My next trip was to the server log (>server_log server_2) where I spotted another issue.  Hundreds of entries that looked just like these:

2011-07-07 16:32:07: CMD: 6: CmdReplicatev2ReversePri::startSecondary dicSt 16 cmdSt 214
2011-07-07 16:32:10: CIC: 3: <DicXmlSyncMsgService> Sending Cmd to 10.x.x.x failed (16=Bad authentication)
2011-07-07 16:32:10: CMD: 3: DicXmlSyncRequest::sendMessage sendCmd failed:16
2011-07-07 16:32:12: CIC: 3: <DicXmlSyncMsgService> Sending Cmd to 10.x.x.x failed (16=Bad authentication)
2011-07-07 16:32:12: CMD: 3: DicXmlSyncRequest::sendMessage sendCmd failed:16

Bad Authentication? Hmmm.  There is something amiss with the trusted relationship between the VNX and the NS960.  I did a quick read of EMC’s VNX replication manual (yep, rtfm!) and found the command to update the interconnect, nas_cel.

First, run nas_cel -list to view all of your interconnects, noting the ID number of the one you’re having difficulty with.

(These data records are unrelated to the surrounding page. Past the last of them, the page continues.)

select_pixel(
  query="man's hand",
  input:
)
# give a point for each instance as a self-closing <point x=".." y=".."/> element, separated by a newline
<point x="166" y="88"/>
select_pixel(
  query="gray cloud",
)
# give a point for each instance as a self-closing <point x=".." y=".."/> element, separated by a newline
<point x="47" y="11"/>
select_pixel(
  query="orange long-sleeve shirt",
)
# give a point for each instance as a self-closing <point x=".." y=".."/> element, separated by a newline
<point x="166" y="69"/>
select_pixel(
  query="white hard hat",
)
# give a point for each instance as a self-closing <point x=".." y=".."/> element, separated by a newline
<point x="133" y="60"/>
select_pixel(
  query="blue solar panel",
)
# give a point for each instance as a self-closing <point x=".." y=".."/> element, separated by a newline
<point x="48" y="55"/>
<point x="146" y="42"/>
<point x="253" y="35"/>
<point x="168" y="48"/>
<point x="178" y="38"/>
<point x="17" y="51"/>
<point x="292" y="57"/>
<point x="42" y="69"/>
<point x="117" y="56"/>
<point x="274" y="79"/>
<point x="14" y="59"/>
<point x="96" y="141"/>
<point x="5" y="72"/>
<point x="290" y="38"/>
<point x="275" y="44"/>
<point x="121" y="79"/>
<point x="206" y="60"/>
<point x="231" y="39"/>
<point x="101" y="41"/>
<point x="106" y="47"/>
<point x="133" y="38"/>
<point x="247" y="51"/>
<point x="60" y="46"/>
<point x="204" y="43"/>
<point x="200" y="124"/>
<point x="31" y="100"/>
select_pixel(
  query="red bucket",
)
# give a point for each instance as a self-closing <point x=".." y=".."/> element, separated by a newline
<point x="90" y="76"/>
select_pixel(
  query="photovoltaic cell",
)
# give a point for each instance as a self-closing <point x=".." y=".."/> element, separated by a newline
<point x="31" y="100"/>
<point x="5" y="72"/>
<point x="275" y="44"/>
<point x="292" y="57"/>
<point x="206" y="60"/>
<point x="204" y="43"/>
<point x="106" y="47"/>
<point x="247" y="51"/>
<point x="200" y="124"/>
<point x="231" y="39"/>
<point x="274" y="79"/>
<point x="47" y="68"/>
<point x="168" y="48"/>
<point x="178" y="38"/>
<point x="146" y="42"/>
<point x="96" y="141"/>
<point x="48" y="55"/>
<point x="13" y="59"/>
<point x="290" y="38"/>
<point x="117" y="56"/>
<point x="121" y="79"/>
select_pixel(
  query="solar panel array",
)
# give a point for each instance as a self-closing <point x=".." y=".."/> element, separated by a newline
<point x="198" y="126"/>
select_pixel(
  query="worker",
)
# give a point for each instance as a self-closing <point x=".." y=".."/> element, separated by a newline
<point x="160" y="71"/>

[nasadmin@<name> ~]$ nas_cel -list
id    name          owner mount_dev  channel    net_path                                      CMU
0     <name_1>  0                               10.x.x.x                                   APM007039002350000
2     <name_2>      0                           10.x.x.x                                   APM001052420000000
4     <name_3>      0                           10.x.x.x                                   APM009015016510000
5     <name_4>       0                           10.x.x.x                                  APM000827205690000

In this case, I was having trouble with <name_3>, which is ID 4.

Run this command next:  nas_cel -update id=4.   After that command completed, my interconnect immediately started working and I was able to create new replication jobs.